1200 ile 1500 ler arası Avrupalıların bilimsel kaynakları Arapça eserlerdi. Uğraştıkları sorular da bu kitaplarda Müslüman matematikçilerin uğraştığı sorulardı. Bunlar da, bazı geometri soruları, 3. dereceden polinomun köklerini bulma sorunu, sayılar teorisiyle ilgili sorulardır. 1450 lerden sonra, İstanbul’ dan İtalya’ya giden kitaplardan, matematiğin Yunanca kaynaklarına inmeye, Yunanca kaynaklardan çeviri yapmaya başlıyacaklardır; 1600 lerden sonra Arapça kaynaklar büyük ölçüde terk edilecektir.

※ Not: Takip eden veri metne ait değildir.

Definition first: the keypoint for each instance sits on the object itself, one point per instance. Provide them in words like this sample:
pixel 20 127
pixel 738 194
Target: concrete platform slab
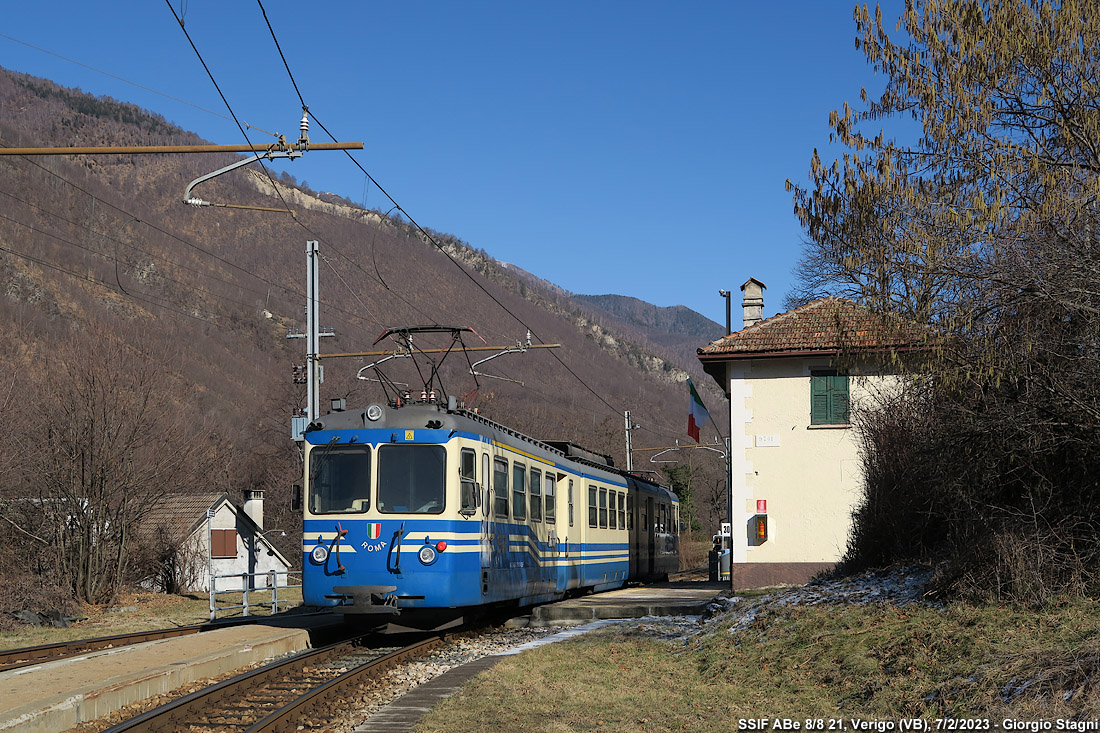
pixel 56 696
pixel 668 599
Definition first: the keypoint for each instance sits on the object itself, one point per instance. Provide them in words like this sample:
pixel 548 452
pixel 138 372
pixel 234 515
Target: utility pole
pixel 315 373
pixel 312 338
pixel 629 452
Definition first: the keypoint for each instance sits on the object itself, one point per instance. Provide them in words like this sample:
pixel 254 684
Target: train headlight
pixel 427 555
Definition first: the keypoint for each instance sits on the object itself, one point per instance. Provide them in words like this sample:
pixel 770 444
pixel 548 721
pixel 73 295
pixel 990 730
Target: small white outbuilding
pixel 195 533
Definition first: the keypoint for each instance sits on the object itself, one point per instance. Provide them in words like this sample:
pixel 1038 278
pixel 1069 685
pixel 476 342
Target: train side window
pixel 518 492
pixel 536 495
pixel 485 484
pixel 501 488
pixel 468 481
pixel 571 502
pixel 550 499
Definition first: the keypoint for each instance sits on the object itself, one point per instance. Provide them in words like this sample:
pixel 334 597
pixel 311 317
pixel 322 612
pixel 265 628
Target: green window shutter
pixel 828 398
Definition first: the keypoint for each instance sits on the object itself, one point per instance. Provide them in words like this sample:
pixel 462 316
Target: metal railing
pixel 250 587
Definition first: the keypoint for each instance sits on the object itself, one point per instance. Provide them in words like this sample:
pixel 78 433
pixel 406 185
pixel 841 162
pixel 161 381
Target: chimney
pixel 254 506
pixel 754 301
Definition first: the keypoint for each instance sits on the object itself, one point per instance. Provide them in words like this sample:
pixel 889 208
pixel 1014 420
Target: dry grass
pixel 869 663
pixel 141 611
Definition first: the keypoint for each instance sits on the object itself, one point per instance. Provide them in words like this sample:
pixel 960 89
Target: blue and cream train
pixel 428 506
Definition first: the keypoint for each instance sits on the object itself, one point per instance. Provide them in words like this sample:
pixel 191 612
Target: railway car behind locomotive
pixel 427 506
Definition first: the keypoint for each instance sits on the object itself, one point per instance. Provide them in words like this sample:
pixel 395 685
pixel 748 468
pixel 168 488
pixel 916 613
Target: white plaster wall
pixel 811 477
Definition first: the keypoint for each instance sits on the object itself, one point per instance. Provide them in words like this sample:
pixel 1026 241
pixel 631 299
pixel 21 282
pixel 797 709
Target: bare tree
pixel 987 228
pixel 108 439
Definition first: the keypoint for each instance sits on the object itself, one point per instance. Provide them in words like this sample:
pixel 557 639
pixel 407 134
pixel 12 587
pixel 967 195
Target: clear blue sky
pixel 635 148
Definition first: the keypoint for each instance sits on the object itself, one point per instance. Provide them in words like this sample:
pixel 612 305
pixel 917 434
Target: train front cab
pixel 384 526
pixel 655 537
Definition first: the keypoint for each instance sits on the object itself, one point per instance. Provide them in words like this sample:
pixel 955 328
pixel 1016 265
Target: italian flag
pixel 696 413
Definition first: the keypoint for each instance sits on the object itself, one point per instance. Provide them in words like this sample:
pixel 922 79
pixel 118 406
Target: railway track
pixel 281 696
pixel 36 655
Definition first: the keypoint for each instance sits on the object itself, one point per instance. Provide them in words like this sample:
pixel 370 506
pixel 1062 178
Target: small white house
pixel 209 531
pixel 796 472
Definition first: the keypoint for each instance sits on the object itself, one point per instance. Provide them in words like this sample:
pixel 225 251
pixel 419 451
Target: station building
pixel 795 381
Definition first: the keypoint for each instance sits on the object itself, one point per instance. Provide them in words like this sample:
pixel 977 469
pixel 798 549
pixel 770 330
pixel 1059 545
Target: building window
pixel 828 397
pixel 223 543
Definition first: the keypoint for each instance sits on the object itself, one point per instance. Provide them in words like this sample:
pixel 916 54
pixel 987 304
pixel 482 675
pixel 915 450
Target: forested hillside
pixel 145 345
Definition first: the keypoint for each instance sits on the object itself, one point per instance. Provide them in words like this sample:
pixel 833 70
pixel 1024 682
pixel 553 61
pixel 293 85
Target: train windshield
pixel 410 479
pixel 340 479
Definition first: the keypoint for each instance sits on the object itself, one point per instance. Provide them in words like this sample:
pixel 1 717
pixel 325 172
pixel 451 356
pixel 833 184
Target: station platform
pixel 55 696
pixel 678 598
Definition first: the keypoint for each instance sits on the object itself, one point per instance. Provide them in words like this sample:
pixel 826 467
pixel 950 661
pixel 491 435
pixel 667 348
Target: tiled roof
pixel 828 325
pixel 176 515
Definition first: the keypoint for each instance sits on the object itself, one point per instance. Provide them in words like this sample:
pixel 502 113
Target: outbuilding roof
pixel 831 325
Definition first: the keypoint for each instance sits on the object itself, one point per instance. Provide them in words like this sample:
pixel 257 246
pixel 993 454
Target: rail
pixel 249 587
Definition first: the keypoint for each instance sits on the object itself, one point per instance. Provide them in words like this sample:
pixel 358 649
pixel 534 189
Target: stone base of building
pixel 762 575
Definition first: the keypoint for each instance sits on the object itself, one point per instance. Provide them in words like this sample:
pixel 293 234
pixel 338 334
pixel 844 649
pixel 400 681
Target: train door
pixel 486 490
pixel 496 522
pixel 648 524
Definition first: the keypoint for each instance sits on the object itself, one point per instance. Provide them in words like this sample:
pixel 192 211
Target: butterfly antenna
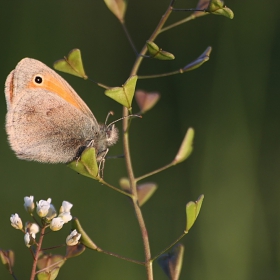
pixel 129 116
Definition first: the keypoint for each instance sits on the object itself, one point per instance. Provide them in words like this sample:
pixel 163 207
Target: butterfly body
pixel 47 121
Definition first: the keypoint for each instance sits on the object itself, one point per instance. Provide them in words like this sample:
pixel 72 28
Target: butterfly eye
pixel 38 79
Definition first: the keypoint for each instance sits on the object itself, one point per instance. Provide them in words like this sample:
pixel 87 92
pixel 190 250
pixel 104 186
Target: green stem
pixel 180 71
pixel 33 272
pixel 98 249
pixel 154 172
pixel 170 246
pixel 177 23
pixel 115 189
pixel 134 70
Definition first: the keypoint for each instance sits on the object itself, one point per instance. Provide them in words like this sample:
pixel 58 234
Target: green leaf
pixel 84 238
pixel 217 7
pixel 8 259
pixel 74 251
pixel 117 7
pixel 145 191
pixel 124 94
pixel 186 147
pixel 86 165
pixel 72 64
pixel 199 61
pixel 171 263
pixel 192 211
pixel 158 53
pixel 146 100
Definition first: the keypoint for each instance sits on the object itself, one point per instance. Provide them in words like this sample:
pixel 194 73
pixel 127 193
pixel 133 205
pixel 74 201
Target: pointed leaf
pixel 217 7
pixel 48 275
pixel 49 262
pixel 192 211
pixel 201 5
pixel 124 183
pixel 84 238
pixel 117 7
pixel 74 251
pixel 124 94
pixel 186 147
pixel 72 64
pixel 199 61
pixel 158 53
pixel 171 263
pixel 145 191
pixel 86 165
pixel 146 100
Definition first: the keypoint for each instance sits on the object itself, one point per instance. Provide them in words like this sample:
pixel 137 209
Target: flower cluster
pixel 49 218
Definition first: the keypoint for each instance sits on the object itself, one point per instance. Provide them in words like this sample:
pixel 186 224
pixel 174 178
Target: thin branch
pixel 33 272
pixel 129 38
pixel 98 249
pixel 115 189
pixel 170 246
pixel 180 71
pixel 154 172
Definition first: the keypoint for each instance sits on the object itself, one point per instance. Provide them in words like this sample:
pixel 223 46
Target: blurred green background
pixel 232 101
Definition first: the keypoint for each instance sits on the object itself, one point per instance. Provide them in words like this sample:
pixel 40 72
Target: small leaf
pixel 49 262
pixel 124 94
pixel 7 259
pixel 74 251
pixel 117 7
pixel 171 263
pixel 86 165
pixel 72 64
pixel 146 100
pixel 192 211
pixel 158 53
pixel 84 238
pixel 48 275
pixel 199 61
pixel 201 5
pixel 124 183
pixel 186 147
pixel 217 7
pixel 145 191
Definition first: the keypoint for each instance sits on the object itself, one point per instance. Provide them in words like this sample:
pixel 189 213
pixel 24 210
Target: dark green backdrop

Avrupa’da matematikte özgün gelişmeler 1500 lerden sonradır. Şimdi biraz bunlardan bahsetmemiz gerekiyor.
Batıya bugünkü kullandığımız Hind-Arap rakamları (1,2,...,9, 0) 1200 lerin başında Fibonacci’nin ( Leonordo de Pisa, 1175-1250), Araplardan öğrenerek, yazdığı  “ Liber Abacci” isimli kitabıyla girmiştir. Bu kitapta Fibonacci, kendinden 400 yıl önce Harazmi’nin yaptığı gibi, bu rakamlarla sayıların nasıl yazılacağını, dört işlemin nasıl yapılacağını izah etmektedir. Bu rakamlar batıda günlük hayatta 16. asra kadar çok yaygın olarak kullanılmamış, zaman –zaman da yasaklanmıştır. Bu rakamların halk arsında yaygın olarak kullanılması Fransız devriminden sonra olmuştur.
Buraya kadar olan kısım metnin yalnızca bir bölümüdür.